A new strategy to sustained release of ocular drugs by one-step drug-loaded microcapsule manufacturing in hydrogel punctal plugs.

PURPOSE: To design an injectable hyaluronate (HA)-based hydrogel system that contains drug-loaded microcapsules as resorbable plugs to deliver ocular drugs.
METHODS: In-situ drug-loaded, core-shell-structured chitosan (CS)@HA microcapsules were fabricated via HA hydrosol collecting in electrospun bead-rich CS fibers under continuous stirring. An injectable and cytocompatible hydrogel system with different degrees of chemical crosslinking maintained viscoelastic and sustained drug release for a long-term period of time at body temperature in vitro.
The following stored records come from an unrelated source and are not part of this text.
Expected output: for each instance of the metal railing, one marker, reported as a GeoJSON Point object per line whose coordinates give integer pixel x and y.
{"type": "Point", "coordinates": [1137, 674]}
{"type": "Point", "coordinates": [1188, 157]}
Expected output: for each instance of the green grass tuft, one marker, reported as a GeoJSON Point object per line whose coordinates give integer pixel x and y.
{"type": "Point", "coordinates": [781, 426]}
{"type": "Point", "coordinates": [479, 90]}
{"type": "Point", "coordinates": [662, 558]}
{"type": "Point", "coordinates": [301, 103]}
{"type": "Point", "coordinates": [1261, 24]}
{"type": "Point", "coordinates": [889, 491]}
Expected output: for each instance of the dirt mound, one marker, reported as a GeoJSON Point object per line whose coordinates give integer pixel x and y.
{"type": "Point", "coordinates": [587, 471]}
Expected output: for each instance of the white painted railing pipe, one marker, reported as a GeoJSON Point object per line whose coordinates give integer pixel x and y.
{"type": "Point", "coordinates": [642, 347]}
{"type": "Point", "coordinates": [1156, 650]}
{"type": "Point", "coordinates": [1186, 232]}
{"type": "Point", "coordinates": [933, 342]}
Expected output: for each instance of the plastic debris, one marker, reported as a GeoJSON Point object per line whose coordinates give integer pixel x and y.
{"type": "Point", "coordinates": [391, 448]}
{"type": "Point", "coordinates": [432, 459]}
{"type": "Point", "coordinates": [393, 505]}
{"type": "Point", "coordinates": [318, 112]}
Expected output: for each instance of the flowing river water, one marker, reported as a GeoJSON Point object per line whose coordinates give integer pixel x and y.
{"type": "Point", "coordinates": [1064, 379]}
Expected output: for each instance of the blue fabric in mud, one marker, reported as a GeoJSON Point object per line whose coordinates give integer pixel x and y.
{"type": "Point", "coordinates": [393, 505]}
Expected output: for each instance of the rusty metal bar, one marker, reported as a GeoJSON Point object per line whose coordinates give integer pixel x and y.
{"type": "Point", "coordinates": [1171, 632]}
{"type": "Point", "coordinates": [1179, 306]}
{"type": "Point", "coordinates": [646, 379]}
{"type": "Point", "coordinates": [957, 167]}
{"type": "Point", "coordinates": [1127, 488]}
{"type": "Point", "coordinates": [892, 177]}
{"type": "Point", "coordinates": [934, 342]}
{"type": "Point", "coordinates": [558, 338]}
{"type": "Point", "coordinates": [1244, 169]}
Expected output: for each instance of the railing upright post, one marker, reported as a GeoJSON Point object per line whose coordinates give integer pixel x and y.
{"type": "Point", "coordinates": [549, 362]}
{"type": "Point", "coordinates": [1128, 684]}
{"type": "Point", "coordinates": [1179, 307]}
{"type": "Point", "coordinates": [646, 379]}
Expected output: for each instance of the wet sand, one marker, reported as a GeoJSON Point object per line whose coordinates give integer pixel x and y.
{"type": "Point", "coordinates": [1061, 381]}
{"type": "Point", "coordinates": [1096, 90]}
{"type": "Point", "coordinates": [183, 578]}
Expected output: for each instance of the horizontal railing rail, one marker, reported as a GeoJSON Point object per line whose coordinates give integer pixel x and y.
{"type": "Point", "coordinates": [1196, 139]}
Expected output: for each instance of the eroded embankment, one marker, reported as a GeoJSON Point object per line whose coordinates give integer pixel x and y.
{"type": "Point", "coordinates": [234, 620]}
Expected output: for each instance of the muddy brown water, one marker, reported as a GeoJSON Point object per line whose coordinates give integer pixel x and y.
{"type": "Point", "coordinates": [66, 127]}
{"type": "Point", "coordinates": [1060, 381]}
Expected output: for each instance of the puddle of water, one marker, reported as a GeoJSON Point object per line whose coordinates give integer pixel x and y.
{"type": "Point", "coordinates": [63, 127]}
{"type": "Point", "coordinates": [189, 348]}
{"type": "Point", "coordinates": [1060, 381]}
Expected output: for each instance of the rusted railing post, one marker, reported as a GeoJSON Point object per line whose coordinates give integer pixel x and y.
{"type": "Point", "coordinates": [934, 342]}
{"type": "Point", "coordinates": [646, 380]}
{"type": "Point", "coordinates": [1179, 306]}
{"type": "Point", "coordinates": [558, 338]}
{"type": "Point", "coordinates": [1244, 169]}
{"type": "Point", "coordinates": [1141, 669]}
RESULTS: With the addition of adipic dihydrazide (ADH) or 1-Ethyl-3-(3-dimethyllaminopropyl) carbodiimide hydrochloride (EDCI), HA hydrosols transited from liquid to solid state at the gel point, with the G'/G″ ratio varying between 1.43 and 5.32 as a function of crosslinker concentration in the hydrogel phase. Ofloxacin (OFL) release from the mechanically mixed hydrosol system (CS-HA-A0-E0) and the micro-encapsulated hydrosol formulation (CS@HA-A0-E0) were respectively over 80% and 51% of the total drug load leaching out within 24 h. As for the drug-mixed hydrogel systems with low (CS-HA-A0.06-E0.15) and high (CS-HA-A0.06-E0.30) crosslinking density, the OFL release rate reached 38.5 and 46.6% respectively, while the micro-encapsulated hydrogel systems with low (CS@HA-A0.06-E0.15) and high (CS@HA-A0.6-E0.30) showed only (11.9 ± 2.7)% and (17.4 ± 3.5)% drug release respectively.
CONCLUSIONS: A one-step in-situ drug-capsulizing method is developed to fabricate a resorbable hydrogel punctal plug with extended drug release. The chemistry of the crosslinking reaction involves the formation of highly biocompatible HA derivatives. Thus, the hydrogel can be used directly in the tear drainage canalicular system.